La machine mesurait la stabilité de chaque jambe du coureur, tant pour la jambe dominante que pour la jambe non dominante. Les chercheurs ont découvert que la stabilité de la jambe non dominante était le seul facteur d'équilibre lié à l'historique de blessure. Curieusement, les données ont montré que les coureurs ayant un historique de blessure présentaient en fait une meilleure stabilité sur leur jambe non dominante que ceux sans historique de blessure. Ce résultat est contre-intuitif car l'on pourrait s'attendre à ce qu'un mauvais équilibre mène à la blessure. Les chercheurs suggèrent que cela pourrait signifier que le corps s'adapte après une blessure, devenant peut-être plus prudent ou stable du côté non blessé, ou que la blessure elle-même a modifié la façon dont le coureur utilise ses jambes. Crucialement, l'étude a révélé que la stabilité de cette jambe spécifique fournissait des informations supplémentaires que les chiffres d'entraînement ne pouvaient expliquer seuls.
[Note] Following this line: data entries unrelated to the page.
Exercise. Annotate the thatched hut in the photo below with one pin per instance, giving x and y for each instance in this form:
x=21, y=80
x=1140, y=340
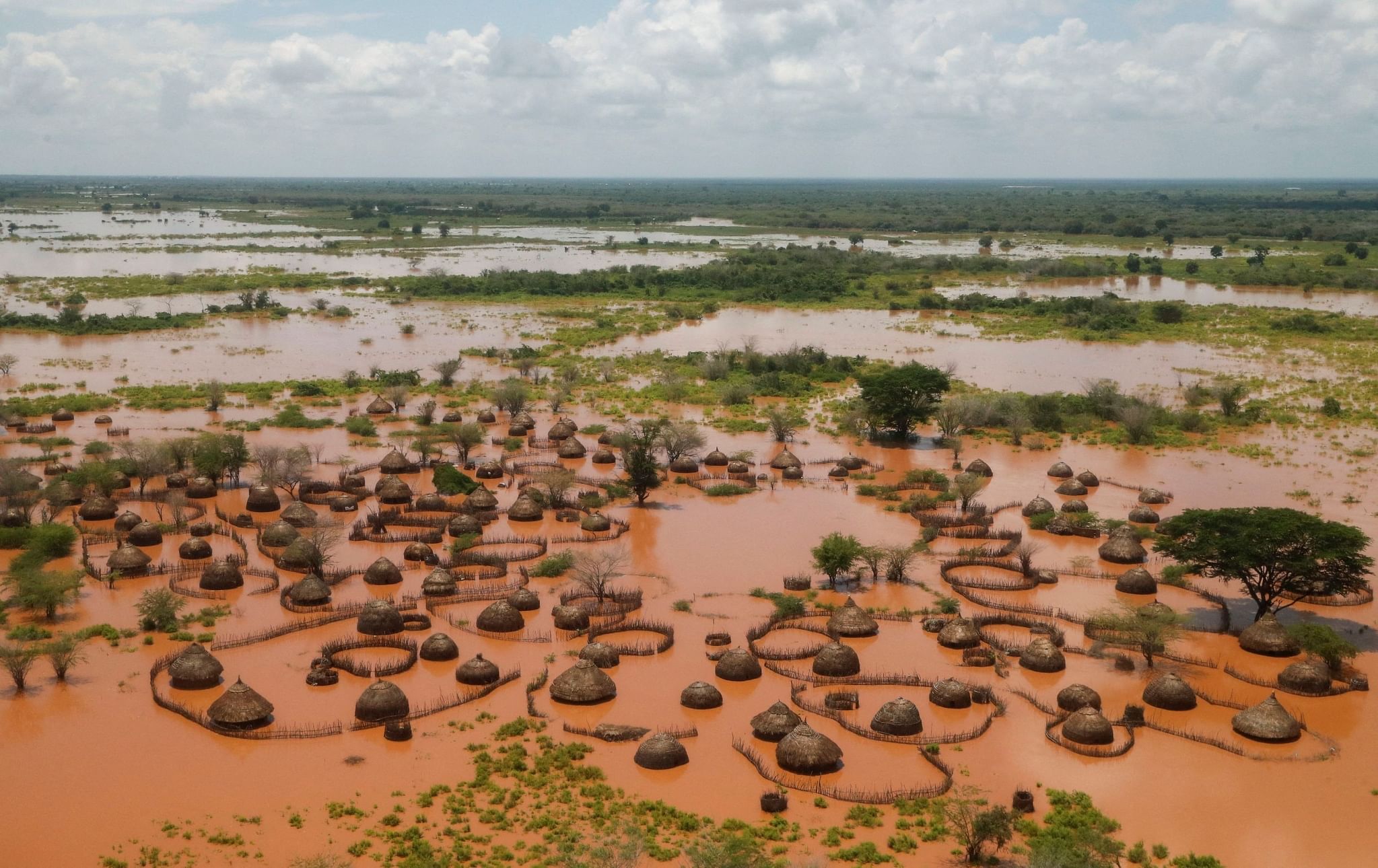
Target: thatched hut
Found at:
x=1042, y=656
x=1267, y=721
x=950, y=693
x=382, y=700
x=524, y=509
x=279, y=535
x=852, y=622
x=240, y=707
x=262, y=499
x=195, y=669
x=700, y=695
x=309, y=591
x=501, y=618
x=837, y=660
x=221, y=576
x=775, y=722
x=899, y=717
x=379, y=619
x=1088, y=725
x=738, y=664
x=1124, y=547
x=583, y=684
x=1078, y=696
x=806, y=751
x=1170, y=692
x=438, y=647
x=1136, y=581
x=1268, y=637
x=959, y=632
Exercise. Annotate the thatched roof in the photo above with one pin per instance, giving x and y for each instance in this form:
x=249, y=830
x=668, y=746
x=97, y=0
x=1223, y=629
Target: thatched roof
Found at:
x=738, y=664
x=195, y=669
x=775, y=722
x=852, y=622
x=660, y=751
x=805, y=751
x=501, y=618
x=583, y=684
x=1267, y=721
x=1268, y=637
x=438, y=647
x=382, y=700
x=221, y=576
x=240, y=706
x=1078, y=696
x=1042, y=656
x=950, y=693
x=1088, y=725
x=379, y=619
x=899, y=717
x=837, y=660
x=1170, y=692
x=382, y=572
x=700, y=695
x=1136, y=581
x=1124, y=547
x=959, y=632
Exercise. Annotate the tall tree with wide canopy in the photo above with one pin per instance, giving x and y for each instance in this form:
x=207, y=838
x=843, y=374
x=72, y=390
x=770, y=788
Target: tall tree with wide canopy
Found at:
x=1275, y=553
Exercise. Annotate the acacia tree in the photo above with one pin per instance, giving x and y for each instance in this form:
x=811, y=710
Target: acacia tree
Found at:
x=1276, y=554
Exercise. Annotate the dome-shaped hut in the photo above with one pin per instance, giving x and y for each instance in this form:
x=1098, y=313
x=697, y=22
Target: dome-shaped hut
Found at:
x=700, y=695
x=806, y=751
x=583, y=684
x=382, y=572
x=852, y=622
x=379, y=702
x=1088, y=725
x=899, y=717
x=379, y=618
x=738, y=664
x=1170, y=692
x=195, y=669
x=1267, y=721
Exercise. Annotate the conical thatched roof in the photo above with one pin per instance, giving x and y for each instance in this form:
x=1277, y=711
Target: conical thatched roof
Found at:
x=583, y=684
x=805, y=751
x=501, y=618
x=852, y=622
x=1268, y=637
x=310, y=591
x=1170, y=692
x=438, y=647
x=899, y=717
x=950, y=693
x=1042, y=656
x=775, y=722
x=602, y=656
x=195, y=669
x=1078, y=696
x=1124, y=547
x=240, y=707
x=959, y=632
x=477, y=672
x=1136, y=581
x=379, y=619
x=1267, y=721
x=1088, y=725
x=700, y=695
x=738, y=664
x=837, y=660
x=660, y=751
x=382, y=700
Lorsque les chercheurs ont ajouté les données de stabilité de la jambe non dominante à leur analyse, cela a amélioré leur capacité à distinguer les deux groupes, suggérant que l'observation de la façon dont un coureur se tient sur une seule jambe offre un aperçu unique de son historique physique.
Malgré ces liens clairs, l'étude s'arrête avant d'affirmer que le mauvais équilibre cause des blessures ou que corriger l'équilibre permettra de les prévenir. Comme les chercheurs n'ont observé les coureurs qu'à un instant T, ils ne peuvent déterminer si les problèmes d'équilibre sont survenus avant les blessures ou s'ils en sont la conséquence. De plus, ils n'ont pas enregistré quelle jambe spécifique avait été blessée par le passé, ils ne pouvaient donc pas dire si la jambe non dominante était celle qui avait été touchée. L'étude a également écarté l'idée que la qualité générale du mouvement, telle que mesurée par l'écran de mouvement standard, soit un prédicteur utile pour ces coureurs. Les conclusions indiquent que, si le volume d'entraînement et l'expérience sont des indicateurs forts de l'historique de blessure, la capacité du corps à maintenir l'équilibre sur une seule jambe, particulièrement la jambe non dominante, est un facteur distinct qui mérite une attention particulière. Pour l'instant, la recherche suggère que comprendre le risque de blessure d'un coureur nécessite de regarder au-delà de son simple kilométrage et de prendre en compte la manière spécifique, membre par membre, dont son corps se contrôle.